Friday, October 24, 2008

Lenore Gray Review: Uncommon Ground



Almost by definition, artists are people with a knack for keeping in touch with their inner child. But some artists do it better — or at least more diligently — than others.

A case in point is Elizabeth Condon, a Brooklyn-based artist whose dreamy, semi-abstract paintings are currently on display at the Lenore Gray Gallery. In her artist’s statement, Condon cites both Doctor Seuss and Chinese scroll-paintings as artistic inspirations. In lesser hands, that might be a recipe for disaster. But Condon makes it work, deftly fusing the free-flowing, nonlinear perspective of Chinese painting with the free-flowing, nonlinear logic of the Seuss books.

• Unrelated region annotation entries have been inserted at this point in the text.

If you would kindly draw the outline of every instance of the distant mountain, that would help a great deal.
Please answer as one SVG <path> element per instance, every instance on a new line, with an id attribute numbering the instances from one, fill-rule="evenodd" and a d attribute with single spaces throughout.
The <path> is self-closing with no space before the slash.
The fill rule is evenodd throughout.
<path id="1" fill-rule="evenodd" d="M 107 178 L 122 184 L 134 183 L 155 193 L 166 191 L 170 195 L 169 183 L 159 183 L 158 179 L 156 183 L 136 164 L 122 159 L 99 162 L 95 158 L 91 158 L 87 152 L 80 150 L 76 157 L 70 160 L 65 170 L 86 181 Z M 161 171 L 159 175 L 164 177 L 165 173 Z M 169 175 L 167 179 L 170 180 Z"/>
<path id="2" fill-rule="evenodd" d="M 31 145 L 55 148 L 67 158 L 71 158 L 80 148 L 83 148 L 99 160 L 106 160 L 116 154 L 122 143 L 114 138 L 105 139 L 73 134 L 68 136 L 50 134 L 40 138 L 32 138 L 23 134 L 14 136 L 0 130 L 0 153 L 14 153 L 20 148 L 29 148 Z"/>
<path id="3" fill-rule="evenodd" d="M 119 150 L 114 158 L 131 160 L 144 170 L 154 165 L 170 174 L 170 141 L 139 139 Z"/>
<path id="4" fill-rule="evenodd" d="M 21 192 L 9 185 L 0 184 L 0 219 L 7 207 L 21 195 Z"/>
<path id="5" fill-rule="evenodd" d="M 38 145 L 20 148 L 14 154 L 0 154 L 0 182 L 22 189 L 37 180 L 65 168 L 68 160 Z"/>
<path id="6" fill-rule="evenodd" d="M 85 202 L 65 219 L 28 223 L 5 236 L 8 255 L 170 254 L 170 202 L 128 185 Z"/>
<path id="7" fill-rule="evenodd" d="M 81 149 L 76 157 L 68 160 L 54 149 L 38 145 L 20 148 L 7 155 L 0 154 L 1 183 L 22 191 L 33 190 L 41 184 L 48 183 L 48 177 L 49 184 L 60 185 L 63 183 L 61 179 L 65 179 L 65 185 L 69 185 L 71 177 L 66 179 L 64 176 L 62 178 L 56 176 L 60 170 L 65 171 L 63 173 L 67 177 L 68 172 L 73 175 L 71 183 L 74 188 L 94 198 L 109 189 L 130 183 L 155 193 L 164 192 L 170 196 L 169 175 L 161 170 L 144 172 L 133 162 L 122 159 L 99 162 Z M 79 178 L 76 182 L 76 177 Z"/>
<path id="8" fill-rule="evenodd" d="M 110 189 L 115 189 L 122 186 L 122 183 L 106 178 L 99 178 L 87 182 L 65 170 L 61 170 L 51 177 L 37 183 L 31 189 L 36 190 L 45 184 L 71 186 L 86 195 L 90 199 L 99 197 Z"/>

In Two Places, for example, a series of recognizable images — a house, a tree, a river — float in a sea of softly pulsing colors. The result feels like a dream or memory suddenly, if fleetingly made visible. Other works evoke fantastic landscapes, whether it’s a night sky filled with glowing stars and planets (Dispersion) a fairy-tale forest filled with wisps of sea-green fog (The Woods) or a swirling garden scene (Night Flowers) worthy of another age-defying artist: Paul Klee.

The show’s other contributor, Jerry Mischak, also has a Seussian streak. Indeed, Mischak, who teaches sculpture at the University of Rhode Island, is best known for using duct tape, a material that he can coax into almost any shape from sleekly geometric to sensuously organic.

It’s a talent that is on full display in City in Balance (Let’s Share a Place), a large duct-tape sculpture in which a miniature city seems to sprout from the limbs of a gnarled tree. Though the message — something along the lines of “Wouldn’t it be nice if we could all live in harmony with each other and with nature” — is serious, Mischak’s approach is more playful than political.